Much of what Trump has done, in terms of rolling back regulations (see the Clean Power Plan)—as well as nominating now-Justice Neil Gorsuch to the U.S. Supreme Court and setting a record for appointing 12 federal appeals judges in his first year)—constitute a legacy that is likely to long outlast the tenure of any president. What is more, unlike his predecessor, Trump sent a decisive message to Syria’s strongman (and the world) that the use of chemical weapons will not be tolerated. This could potentially disincentive future provocations.
The point here is not to say that Trump has had a fabulous year, or that he is a great president, but it is to say that he has been a consequential president.
Indeed, this year seems to be a tale of two Trumps. On one hand, you have the embarrassing guy who tweets and says things that make us cringe. This is no small thing. The words a president speaks have consequences.

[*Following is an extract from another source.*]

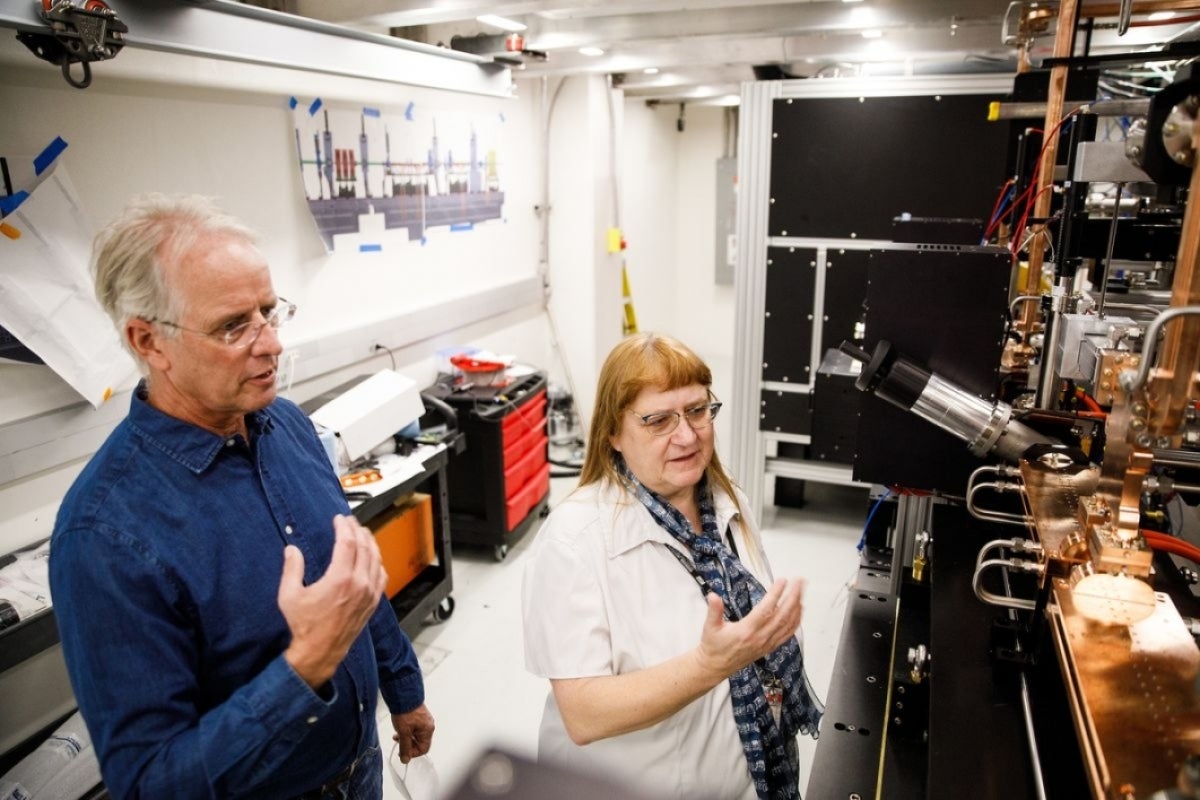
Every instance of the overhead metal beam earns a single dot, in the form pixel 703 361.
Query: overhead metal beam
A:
pixel 233 31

But on the other hand, if you are a mainstream conservative, you have to be pretty happy today with what you found in your Christmas stocking. Expectations for Trump (who, aside from being an eccentric political novice, was also a former Democrat and a Democratic donor) were pretty low. On paper, at least, he has wildly exceeded my expectations.
Republicans made a high-stakes bet that they could coexist with this president and accomplish their goals. For most of the year, this looked like a devil’s bargain that would end in disaster. But as 2017 comes to a close, it looks better.
Of course, a presidency isn’t judged on one year. This has been a season of planting seeds that we may reap later. Will the tax cuts really stimulate growth? Will we look back at Trump’s withdrawal from the Paris agreement in horror? Will the “Trump dossier” turn out to be true?